1/1 Photo of Cheese Filled Jumbo Shells
1 hr 5 mins
Miss Tinkerbell's Note:
I got this recipe off the package of San Giorgio Jumbo Shells box. Tried it tonight, tastes great!! Cooking time includes pasta cooking time.
My Private Note
Units: US | Metric
- 1 (12 ounce) package jumbo pasta shells
- 4 cups ricotta cheese (I used light and still tastes great)
- 2 cups mozzarella cheese, shredded (I used a tomato mozarella cheese for something different)
- 3/4 cup parmesan cheese, grated
- 3 eggs
- 1 tablespoon fresh parsley, chopped
- 3/4 teaspoon dried oregano leaves
- 1/2 teaspoon salt
- 1/4 teaspoon ground black pepper
- 3 cups spaghetti sauce (I used the same amount of tomato sauce and added tomato paste to thicken it up, and added seasonings)

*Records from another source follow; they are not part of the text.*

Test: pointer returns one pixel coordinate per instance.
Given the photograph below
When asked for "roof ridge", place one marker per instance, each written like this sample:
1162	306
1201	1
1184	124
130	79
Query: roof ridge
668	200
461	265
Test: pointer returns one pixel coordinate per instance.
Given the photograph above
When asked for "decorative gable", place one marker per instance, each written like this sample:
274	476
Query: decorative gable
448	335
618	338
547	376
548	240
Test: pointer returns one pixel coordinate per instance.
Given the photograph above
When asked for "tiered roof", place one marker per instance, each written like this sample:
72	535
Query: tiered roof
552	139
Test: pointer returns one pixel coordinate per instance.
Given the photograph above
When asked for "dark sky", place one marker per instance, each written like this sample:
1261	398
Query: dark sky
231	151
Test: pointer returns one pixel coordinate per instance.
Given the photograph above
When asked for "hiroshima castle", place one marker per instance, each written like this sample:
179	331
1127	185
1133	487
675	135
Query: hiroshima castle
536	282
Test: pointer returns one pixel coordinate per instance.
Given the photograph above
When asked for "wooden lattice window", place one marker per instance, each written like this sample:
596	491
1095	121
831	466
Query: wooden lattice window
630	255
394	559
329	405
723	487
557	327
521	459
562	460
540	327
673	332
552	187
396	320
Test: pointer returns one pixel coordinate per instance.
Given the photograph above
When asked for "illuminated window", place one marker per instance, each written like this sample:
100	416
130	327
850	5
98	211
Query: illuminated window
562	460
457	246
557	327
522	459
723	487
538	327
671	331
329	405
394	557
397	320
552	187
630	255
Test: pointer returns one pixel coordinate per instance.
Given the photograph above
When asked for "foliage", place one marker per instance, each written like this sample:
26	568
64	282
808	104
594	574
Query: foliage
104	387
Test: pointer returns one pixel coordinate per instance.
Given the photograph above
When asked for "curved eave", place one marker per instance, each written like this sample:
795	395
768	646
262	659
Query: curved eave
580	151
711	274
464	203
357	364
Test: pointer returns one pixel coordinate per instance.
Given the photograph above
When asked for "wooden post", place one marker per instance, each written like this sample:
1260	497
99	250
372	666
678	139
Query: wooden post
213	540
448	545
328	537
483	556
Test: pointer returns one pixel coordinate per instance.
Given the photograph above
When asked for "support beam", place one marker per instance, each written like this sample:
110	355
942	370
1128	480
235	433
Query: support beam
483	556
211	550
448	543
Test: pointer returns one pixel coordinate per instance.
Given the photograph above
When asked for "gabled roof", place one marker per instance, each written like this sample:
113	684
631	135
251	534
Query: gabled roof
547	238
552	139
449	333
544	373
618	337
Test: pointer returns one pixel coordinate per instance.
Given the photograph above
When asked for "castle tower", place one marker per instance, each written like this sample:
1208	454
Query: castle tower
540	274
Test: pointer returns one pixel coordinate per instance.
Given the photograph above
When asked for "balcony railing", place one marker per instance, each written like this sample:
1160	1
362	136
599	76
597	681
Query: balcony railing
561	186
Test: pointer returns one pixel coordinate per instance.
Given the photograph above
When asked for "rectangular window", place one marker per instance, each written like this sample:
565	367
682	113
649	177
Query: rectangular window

- 1Cook pasta according to package directions.
- 2Combine cheeses, eggs, parsley, oregano, salt and pepper.
- 3Fill each pasta shell with about 2 tablespoons of the cheese mixture.
- 4Spread a thin layer of sauce on bottom of a 13x9 inch baking pan.
- 5Place pasta in the pan; cover with remaining sauce.
- 6Sprinkle with additional Parmesan cheese, if desired.
- 7Cover with aluminum foil.
- 8Bake at 350 degrees Fahrenheit for about 35 minutes or until hot and bubbly.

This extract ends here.